Rewriting how complex software evolves 

Vanderbilt computer engineers are leading a nearly $9 million project to fundamentally change how complex software systems such as those used in airplanes, logistics, satellites, nuclear power plants and other critical infrastructure evolve.

They want to develop technologies that capture the intentions of software engineers and enable rapid code generation that supports continual adaptation and evolution of software-enabled systems.

“You can’t throw them out and start from scratch,” said Gabor Karsai, professor of computer engineering, computer science and electrical engineering, who leads the effort. “You may have new requirements and new features or new hardware and network platforms, but you don’t want to mess up what you already have.”

The $8.8 million project is one of four funded by DARPA and the Air Force Research Laboratory. The main idea is that changes in the requirements will result in the developer making changes in the models that will result in changes in the generated artifacts, or changes in the target system, Karsai said. And these derived changes should take place with minimal human involvement.

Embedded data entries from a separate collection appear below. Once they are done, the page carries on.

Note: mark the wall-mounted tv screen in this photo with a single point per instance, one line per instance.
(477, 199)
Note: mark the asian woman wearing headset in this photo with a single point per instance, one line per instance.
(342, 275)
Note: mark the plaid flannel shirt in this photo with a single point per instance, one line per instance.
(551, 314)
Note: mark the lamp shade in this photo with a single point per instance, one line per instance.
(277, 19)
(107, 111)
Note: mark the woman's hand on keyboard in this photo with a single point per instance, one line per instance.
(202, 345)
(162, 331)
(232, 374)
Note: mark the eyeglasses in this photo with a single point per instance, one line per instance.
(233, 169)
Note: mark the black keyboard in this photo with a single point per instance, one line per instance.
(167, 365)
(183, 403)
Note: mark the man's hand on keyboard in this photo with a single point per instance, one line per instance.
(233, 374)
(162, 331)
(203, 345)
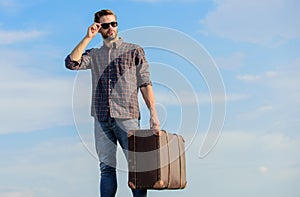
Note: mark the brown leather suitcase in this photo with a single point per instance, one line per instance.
(156, 160)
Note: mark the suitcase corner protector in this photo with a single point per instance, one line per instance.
(159, 185)
(131, 185)
(130, 133)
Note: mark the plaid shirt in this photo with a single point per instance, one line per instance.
(117, 73)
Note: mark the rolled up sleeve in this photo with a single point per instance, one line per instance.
(142, 68)
(82, 64)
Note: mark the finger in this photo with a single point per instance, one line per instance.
(98, 25)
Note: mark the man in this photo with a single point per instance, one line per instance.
(118, 69)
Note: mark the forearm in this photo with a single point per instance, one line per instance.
(79, 49)
(149, 99)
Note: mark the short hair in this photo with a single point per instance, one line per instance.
(101, 13)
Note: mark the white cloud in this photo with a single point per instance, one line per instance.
(62, 167)
(11, 37)
(266, 22)
(16, 194)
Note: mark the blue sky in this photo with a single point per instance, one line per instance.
(254, 47)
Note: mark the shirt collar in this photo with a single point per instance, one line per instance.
(115, 45)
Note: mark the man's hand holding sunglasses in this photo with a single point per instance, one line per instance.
(95, 28)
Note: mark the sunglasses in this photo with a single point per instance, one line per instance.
(106, 25)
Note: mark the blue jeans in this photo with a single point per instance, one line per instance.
(106, 136)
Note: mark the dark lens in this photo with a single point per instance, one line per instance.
(114, 24)
(105, 25)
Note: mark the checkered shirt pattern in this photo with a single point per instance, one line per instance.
(117, 74)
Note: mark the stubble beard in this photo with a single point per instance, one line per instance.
(108, 37)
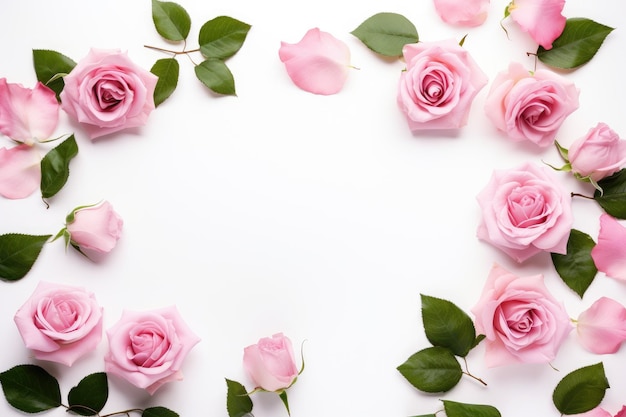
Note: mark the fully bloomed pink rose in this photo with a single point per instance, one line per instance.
(439, 85)
(148, 348)
(522, 322)
(530, 106)
(319, 63)
(60, 323)
(106, 92)
(271, 363)
(609, 254)
(525, 211)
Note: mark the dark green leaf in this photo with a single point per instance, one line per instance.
(215, 74)
(576, 268)
(581, 390)
(55, 167)
(578, 43)
(434, 369)
(613, 196)
(49, 65)
(30, 388)
(167, 70)
(90, 395)
(447, 325)
(18, 253)
(222, 37)
(170, 20)
(386, 33)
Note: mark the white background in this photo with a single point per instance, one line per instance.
(277, 210)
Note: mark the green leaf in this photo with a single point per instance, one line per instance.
(18, 253)
(386, 33)
(579, 42)
(613, 196)
(238, 402)
(170, 20)
(30, 388)
(49, 65)
(55, 167)
(222, 37)
(434, 369)
(167, 69)
(90, 395)
(455, 409)
(447, 325)
(576, 268)
(215, 74)
(581, 390)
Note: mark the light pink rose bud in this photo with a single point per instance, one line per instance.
(60, 323)
(271, 363)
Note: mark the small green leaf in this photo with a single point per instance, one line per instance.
(222, 37)
(18, 253)
(55, 167)
(576, 268)
(90, 395)
(30, 388)
(581, 390)
(613, 196)
(49, 65)
(579, 42)
(386, 33)
(434, 369)
(170, 20)
(215, 74)
(238, 402)
(167, 69)
(447, 325)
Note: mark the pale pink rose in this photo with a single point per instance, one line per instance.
(462, 12)
(271, 363)
(106, 92)
(609, 254)
(148, 348)
(94, 228)
(27, 115)
(598, 154)
(525, 211)
(522, 322)
(439, 85)
(319, 63)
(542, 19)
(602, 327)
(60, 323)
(20, 171)
(530, 106)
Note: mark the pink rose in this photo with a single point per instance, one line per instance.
(525, 211)
(439, 85)
(271, 363)
(106, 92)
(602, 327)
(530, 106)
(60, 323)
(598, 154)
(609, 254)
(319, 63)
(521, 320)
(462, 12)
(148, 348)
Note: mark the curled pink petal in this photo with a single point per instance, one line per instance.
(319, 63)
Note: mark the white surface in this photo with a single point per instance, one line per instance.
(278, 210)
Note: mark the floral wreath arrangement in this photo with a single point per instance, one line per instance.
(525, 210)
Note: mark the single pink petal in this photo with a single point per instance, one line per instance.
(20, 171)
(319, 63)
(609, 254)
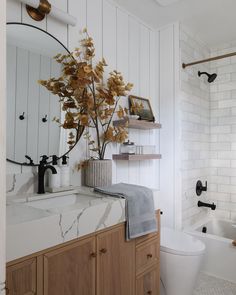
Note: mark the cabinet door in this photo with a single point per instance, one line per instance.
(149, 283)
(71, 270)
(21, 278)
(115, 263)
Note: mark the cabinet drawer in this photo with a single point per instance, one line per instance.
(149, 283)
(147, 254)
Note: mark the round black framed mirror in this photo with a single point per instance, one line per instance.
(31, 109)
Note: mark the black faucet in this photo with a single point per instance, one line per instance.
(201, 204)
(43, 166)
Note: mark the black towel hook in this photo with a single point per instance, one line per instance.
(44, 120)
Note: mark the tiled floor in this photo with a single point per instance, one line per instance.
(208, 285)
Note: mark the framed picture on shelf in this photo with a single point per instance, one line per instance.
(141, 106)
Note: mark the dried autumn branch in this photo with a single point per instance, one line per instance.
(88, 100)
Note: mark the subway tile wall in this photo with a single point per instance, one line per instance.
(223, 133)
(195, 125)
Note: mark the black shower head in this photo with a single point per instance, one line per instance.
(211, 77)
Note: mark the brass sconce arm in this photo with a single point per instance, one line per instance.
(39, 13)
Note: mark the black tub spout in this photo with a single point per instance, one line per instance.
(202, 204)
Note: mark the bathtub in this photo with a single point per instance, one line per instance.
(220, 257)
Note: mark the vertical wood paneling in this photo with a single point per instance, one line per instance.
(2, 143)
(11, 105)
(21, 102)
(54, 111)
(56, 27)
(78, 8)
(144, 72)
(44, 99)
(167, 120)
(109, 52)
(128, 46)
(154, 98)
(134, 68)
(33, 103)
(13, 11)
(122, 167)
(94, 24)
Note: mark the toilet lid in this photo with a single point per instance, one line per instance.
(180, 243)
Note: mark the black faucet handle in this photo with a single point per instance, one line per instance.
(30, 159)
(44, 160)
(204, 188)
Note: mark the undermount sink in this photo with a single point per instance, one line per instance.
(61, 203)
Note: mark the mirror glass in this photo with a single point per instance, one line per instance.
(31, 108)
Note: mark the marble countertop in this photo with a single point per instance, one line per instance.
(38, 222)
(35, 223)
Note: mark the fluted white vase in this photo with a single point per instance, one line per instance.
(98, 173)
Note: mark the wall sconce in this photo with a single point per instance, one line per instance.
(38, 9)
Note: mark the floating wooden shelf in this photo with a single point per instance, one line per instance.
(137, 124)
(127, 157)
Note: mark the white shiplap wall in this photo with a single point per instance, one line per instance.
(129, 46)
(2, 146)
(30, 136)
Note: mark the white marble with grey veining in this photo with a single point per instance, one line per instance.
(21, 183)
(33, 225)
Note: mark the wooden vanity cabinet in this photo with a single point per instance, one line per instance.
(102, 263)
(71, 269)
(148, 263)
(148, 284)
(115, 263)
(21, 278)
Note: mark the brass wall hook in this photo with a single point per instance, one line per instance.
(38, 14)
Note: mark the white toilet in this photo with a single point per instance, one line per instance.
(181, 258)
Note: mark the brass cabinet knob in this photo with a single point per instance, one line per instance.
(93, 255)
(103, 251)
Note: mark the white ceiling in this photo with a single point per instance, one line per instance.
(213, 20)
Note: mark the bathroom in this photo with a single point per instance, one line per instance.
(190, 137)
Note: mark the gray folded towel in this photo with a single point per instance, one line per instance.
(140, 212)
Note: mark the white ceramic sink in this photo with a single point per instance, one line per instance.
(63, 203)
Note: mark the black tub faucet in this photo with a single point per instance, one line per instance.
(43, 166)
(201, 204)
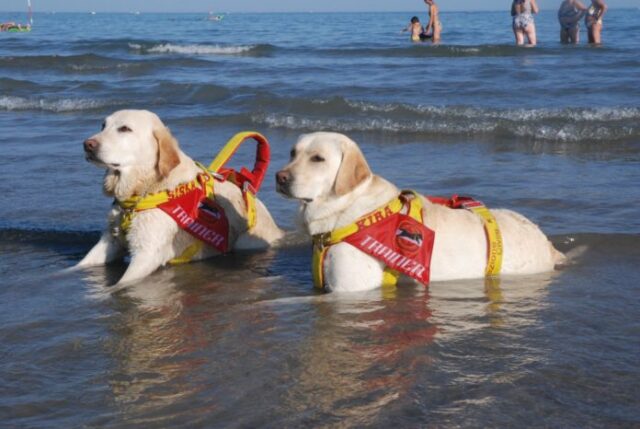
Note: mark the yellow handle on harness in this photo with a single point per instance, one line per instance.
(231, 147)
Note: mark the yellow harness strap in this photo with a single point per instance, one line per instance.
(322, 242)
(494, 239)
(135, 204)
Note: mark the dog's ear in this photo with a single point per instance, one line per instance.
(353, 170)
(168, 157)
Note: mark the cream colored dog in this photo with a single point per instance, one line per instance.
(142, 157)
(330, 176)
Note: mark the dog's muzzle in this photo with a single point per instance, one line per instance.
(283, 182)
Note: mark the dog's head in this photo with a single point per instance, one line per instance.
(322, 165)
(133, 139)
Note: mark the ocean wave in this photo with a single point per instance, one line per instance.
(63, 105)
(564, 125)
(85, 63)
(195, 49)
(429, 50)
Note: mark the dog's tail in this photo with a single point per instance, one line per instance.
(569, 258)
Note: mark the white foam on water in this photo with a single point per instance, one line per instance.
(64, 105)
(170, 48)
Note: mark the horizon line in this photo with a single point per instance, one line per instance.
(266, 12)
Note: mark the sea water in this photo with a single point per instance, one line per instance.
(243, 340)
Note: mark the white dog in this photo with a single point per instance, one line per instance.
(142, 158)
(331, 178)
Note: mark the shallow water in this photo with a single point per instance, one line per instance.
(243, 340)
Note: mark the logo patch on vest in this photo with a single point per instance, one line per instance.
(401, 242)
(201, 217)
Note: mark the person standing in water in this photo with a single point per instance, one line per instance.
(523, 24)
(569, 16)
(593, 20)
(415, 28)
(434, 26)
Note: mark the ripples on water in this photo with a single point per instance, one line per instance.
(243, 340)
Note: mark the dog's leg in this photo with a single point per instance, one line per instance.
(142, 264)
(148, 246)
(106, 250)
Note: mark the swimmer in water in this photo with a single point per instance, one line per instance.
(416, 29)
(434, 26)
(523, 24)
(569, 16)
(593, 20)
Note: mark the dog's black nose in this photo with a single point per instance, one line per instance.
(283, 177)
(90, 145)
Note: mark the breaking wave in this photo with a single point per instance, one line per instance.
(196, 49)
(565, 125)
(9, 103)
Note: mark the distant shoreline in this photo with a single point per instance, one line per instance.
(282, 12)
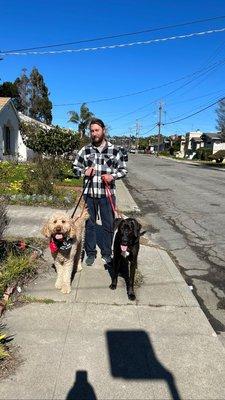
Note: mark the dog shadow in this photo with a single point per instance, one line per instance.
(132, 357)
(81, 389)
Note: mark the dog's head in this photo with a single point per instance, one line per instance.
(129, 231)
(59, 226)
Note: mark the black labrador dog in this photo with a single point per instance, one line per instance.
(125, 252)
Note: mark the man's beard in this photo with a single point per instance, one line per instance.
(98, 141)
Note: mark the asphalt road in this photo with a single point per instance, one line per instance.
(183, 208)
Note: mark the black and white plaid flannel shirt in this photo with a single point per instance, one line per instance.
(109, 161)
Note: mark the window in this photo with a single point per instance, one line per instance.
(7, 141)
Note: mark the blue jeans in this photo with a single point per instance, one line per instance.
(95, 205)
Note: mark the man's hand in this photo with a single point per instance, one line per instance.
(107, 178)
(90, 171)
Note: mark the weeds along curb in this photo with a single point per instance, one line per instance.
(11, 289)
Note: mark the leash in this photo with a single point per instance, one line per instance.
(89, 179)
(109, 197)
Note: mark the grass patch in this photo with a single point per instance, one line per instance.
(3, 351)
(15, 268)
(46, 182)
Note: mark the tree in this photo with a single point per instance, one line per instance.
(81, 119)
(40, 105)
(55, 141)
(23, 88)
(221, 118)
(9, 89)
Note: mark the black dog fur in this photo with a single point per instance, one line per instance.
(128, 234)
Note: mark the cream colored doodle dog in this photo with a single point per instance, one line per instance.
(66, 237)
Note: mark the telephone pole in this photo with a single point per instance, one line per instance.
(138, 127)
(159, 124)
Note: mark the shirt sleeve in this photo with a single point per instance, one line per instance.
(121, 168)
(79, 164)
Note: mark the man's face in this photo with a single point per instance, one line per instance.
(97, 134)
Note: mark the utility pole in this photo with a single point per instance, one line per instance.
(159, 124)
(138, 127)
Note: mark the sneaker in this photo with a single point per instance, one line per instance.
(90, 260)
(107, 259)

“We consider software development as a continuous process, where the software is undergoing sustained change, improvement and extension,” Karsai said. “Our goal is to build the tools to support this.”

Working with Vanderbilt on the four-year project is the Kestrel Institute, a nonprofit computer science research center located in Palo Alto’s Stanford Research Park. The proposed new framework—Model-based Intent-Driven Adaptive Software—requires more intense work at the outset, including mathematical verification and validation, which has been at the end of the process.